Ya onu yakalamak için orada olmasaydım?

Sakaryali

Active member
Jordan’ı her bıraktığımda, bir şey bilip bilmediğini merak ederek onu aramaya başladım. Belki de çocuğu bir geri sayımla doğmuştu – ne kadar zamanı olduğunu bilen asker anne ve bu yüzden her sabah bu kadar yoğun bir şekilde kucağına alıyor, kucaklıyor, dua ediyor ve mırıldanıyordu.

Her zaman kapıya en yakın yeri seçti ve tank benzeri arabasını başkalarının etrafından dolanmak zorunda kalacağı yere park etti. Diğer herkes el salladı, ciyakladı ve çocukları kreşe götürdü. Ağlayan, hıçkıra hıçkıra ağlayan çocuklar bile kürekle içeri alındı.

Başka bir sabah saat 9’da bir Zoom görüşmesi yaptım ve hazır değildim. Diğer iki çocuğu bırakmıştım ama kreşe vardığımda kanlı bir araba kuyruğu vardı. Bütün kasaba uyuyakalmış mıydı?

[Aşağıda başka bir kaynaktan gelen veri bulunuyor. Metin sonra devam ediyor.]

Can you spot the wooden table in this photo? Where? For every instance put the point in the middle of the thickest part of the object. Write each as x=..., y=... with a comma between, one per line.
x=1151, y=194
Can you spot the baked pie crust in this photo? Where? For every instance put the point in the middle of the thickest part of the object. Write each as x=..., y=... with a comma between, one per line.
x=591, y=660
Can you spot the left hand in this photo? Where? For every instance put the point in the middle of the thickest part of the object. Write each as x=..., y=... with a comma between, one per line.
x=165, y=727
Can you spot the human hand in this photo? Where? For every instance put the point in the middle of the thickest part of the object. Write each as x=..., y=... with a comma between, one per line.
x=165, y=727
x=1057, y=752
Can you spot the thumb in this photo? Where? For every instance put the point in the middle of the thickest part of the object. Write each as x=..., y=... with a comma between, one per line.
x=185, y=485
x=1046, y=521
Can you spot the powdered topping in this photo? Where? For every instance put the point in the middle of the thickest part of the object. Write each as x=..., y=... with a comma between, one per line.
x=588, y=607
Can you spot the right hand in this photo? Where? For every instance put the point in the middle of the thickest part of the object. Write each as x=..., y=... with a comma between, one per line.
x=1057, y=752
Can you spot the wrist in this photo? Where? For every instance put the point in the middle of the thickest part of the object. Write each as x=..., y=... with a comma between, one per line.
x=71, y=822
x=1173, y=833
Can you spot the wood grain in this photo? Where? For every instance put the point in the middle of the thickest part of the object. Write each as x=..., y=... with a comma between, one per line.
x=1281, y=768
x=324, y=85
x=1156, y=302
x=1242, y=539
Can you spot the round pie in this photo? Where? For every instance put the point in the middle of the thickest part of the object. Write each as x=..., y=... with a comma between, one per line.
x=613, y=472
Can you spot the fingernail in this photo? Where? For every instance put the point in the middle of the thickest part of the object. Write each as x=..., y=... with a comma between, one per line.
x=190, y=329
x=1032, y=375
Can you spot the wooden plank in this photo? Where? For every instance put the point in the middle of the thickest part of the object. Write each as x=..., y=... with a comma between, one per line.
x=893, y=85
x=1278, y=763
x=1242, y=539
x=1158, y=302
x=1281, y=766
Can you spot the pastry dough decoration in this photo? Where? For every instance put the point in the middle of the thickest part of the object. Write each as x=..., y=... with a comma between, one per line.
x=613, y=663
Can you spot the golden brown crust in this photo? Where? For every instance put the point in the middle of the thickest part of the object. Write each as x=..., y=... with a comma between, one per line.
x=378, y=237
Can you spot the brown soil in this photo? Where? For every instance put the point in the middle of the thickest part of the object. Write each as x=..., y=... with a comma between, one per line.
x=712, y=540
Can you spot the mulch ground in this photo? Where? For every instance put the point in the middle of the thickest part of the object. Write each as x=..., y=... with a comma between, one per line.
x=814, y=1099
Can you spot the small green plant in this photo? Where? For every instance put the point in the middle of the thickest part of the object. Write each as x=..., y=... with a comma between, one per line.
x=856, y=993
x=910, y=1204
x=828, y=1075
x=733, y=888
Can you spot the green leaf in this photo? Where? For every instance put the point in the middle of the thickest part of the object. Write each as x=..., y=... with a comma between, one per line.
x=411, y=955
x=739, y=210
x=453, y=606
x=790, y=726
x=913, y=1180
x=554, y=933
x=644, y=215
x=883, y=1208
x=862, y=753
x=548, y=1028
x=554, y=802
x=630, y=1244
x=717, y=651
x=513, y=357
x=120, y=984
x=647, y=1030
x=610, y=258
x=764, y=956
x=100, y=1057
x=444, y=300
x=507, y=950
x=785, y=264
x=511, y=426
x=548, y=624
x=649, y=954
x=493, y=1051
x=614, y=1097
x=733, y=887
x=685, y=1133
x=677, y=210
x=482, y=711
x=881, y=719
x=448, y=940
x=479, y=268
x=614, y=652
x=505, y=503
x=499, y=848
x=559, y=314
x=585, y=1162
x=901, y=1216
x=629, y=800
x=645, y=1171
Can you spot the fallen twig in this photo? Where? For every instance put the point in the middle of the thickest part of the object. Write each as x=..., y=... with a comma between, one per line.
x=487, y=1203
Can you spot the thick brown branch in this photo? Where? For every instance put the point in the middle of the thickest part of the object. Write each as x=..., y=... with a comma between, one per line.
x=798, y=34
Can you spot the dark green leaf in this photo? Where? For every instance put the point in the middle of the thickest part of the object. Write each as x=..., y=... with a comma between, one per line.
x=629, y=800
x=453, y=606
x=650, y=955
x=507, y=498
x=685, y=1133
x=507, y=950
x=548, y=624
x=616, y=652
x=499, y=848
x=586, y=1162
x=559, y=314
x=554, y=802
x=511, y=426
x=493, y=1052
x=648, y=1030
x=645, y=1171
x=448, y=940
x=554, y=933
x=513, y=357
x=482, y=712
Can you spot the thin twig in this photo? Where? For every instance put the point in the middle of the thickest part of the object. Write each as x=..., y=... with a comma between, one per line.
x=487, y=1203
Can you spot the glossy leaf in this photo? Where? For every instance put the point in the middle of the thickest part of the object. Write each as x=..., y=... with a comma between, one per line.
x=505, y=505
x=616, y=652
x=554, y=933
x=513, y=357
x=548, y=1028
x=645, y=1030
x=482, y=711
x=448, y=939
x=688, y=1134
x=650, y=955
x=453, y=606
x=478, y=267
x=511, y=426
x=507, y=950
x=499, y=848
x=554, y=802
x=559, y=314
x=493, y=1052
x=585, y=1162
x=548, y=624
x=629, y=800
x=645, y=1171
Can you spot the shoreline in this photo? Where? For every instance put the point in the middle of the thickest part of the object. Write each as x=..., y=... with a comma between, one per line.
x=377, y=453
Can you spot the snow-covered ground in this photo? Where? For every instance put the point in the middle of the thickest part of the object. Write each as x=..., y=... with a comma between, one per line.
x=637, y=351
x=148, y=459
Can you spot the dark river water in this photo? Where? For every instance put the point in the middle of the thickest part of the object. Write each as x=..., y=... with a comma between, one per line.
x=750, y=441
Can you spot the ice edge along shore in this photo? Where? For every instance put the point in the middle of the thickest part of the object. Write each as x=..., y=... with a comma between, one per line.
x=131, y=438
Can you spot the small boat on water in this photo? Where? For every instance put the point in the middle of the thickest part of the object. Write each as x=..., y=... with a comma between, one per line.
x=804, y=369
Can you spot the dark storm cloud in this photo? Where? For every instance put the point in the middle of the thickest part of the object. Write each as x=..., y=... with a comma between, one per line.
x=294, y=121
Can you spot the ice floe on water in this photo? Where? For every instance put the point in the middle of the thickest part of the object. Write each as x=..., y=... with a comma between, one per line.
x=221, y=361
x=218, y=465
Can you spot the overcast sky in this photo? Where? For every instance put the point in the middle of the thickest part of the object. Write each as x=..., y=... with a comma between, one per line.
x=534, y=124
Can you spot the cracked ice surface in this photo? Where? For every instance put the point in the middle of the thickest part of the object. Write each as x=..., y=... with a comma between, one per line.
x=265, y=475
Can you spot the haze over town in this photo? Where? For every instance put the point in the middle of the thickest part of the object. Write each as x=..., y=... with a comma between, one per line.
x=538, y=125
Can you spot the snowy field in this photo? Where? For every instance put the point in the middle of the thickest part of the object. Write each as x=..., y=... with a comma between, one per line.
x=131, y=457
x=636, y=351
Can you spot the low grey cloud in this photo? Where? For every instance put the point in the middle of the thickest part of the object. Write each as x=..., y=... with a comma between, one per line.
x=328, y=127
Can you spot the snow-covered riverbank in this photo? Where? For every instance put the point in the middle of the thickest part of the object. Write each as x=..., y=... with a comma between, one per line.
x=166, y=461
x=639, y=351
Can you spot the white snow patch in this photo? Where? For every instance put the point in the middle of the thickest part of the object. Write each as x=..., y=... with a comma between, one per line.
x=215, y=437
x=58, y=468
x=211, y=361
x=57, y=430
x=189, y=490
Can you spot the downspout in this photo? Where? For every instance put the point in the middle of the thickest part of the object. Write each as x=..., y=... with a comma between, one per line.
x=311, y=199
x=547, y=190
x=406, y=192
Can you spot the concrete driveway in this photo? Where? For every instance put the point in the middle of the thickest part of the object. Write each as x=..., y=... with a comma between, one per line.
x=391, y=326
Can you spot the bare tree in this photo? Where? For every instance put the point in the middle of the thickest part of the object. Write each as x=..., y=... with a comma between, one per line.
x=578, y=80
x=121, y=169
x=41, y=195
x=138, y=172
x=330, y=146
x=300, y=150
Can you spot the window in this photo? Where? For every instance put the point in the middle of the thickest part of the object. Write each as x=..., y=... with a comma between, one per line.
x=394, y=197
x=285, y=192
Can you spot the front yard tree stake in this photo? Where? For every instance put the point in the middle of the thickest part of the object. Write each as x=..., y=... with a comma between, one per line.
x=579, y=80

Sonunda sıra bana geldiğinde, devasa SUV’un yanındaki otoparka girdim. Evet, işte oradaydı, askerin annesi sevgilisini şımartıyordu. Hepimizin acelesi olduğunu göremiyor muydu? Her sabah bir ayini olacaksa, bir yerde olması gereken bizlere yer açmak için neden kenara park etmiyoruz?

“Hadi, Jordan,” dedim, oyalanmasına vaktim olmadığı için onu yerden kaldırırken. Asker anneye gözlerimi devirdim.

Ama tabii ki beni görmedi. Gözleri sadece bebeğindeydi.

Yaz saati uygulaması değiştikten sonra çocuklar kalkmayı bıraktı. Tam sabah şifresini kırdığımı sandığım anda oyun değişti. Jax’in dişlerini fırçalamayı atlamasına izin verdim ve Allie’nin okula pijama üstünü giymesine izin verdim. Jordan’ın yüzünde topla vurulmuş bir palyaçonun şaşkın ifadesi vardı. Zar zor çalışabiliyordum.